Pip merely shrugs. “Not close,” is all he says.
“Do you see them, Enoch?”
“Hold on.” In the dark I hear him rustling quietly in the pocket of his jacket. He pulls out his power pack, flipping open the cover and pressing a few buttons. I shield it with my hand to prevent the light from giving us away, faint as it is. The faces beside me glow ice blue.
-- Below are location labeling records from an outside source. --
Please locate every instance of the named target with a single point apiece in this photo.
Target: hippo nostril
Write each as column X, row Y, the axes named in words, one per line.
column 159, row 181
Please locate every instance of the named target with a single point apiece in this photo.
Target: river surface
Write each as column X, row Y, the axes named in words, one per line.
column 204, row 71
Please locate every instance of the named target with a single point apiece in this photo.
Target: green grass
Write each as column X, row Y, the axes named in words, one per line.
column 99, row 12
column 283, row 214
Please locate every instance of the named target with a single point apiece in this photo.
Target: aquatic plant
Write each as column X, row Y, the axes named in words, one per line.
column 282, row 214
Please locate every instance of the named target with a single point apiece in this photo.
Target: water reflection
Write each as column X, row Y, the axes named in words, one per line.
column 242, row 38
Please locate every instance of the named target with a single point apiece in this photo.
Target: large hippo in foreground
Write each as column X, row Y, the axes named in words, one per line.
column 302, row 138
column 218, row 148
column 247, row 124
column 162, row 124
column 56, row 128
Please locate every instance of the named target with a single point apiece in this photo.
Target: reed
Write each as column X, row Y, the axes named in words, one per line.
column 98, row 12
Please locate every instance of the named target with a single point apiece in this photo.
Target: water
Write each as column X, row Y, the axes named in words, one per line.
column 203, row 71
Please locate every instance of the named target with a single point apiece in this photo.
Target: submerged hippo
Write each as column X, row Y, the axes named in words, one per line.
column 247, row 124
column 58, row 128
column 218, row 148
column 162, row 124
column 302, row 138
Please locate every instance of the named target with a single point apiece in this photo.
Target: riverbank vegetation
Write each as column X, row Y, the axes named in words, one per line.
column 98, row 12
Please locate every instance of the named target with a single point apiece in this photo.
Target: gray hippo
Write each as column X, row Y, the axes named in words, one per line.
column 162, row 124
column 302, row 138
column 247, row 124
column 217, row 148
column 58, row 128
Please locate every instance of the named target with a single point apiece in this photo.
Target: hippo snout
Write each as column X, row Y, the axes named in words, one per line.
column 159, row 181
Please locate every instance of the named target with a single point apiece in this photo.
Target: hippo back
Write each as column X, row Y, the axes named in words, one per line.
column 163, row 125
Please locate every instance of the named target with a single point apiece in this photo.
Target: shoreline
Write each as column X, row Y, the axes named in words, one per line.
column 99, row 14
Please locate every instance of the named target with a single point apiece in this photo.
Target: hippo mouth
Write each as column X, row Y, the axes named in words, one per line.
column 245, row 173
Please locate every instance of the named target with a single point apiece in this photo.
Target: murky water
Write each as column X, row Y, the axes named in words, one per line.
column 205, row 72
“Huh,” he says after a moment. He shows me the screen, which has nothing on it. If there were guards nearby, their signals would register on the pack’s rudimentary map. I lean in for a closer look, and am suddenly arrested by cold fear, a thick prickle that begins at the base of my spine and slides up to the nape of my neck.
“Pip, do you feel – ”
He just nods. They’re back.
Enoch closes the pack noiselessly and leaves us in darkness. No one needs to say what we’re all thinking: Don’t make a sound.
We sit in silence, terrified, listening to muffled orders, to responses from the guards who joined the first. The search seems to go on for a long time, sometimes closer and sometimes further away. For a whole five minutes the voices and the prickle disappear entirely, and when they return once more, the fear is mixed with crushing disappointment. My chances of completing what feels like Papa’s last assignment are slipping away.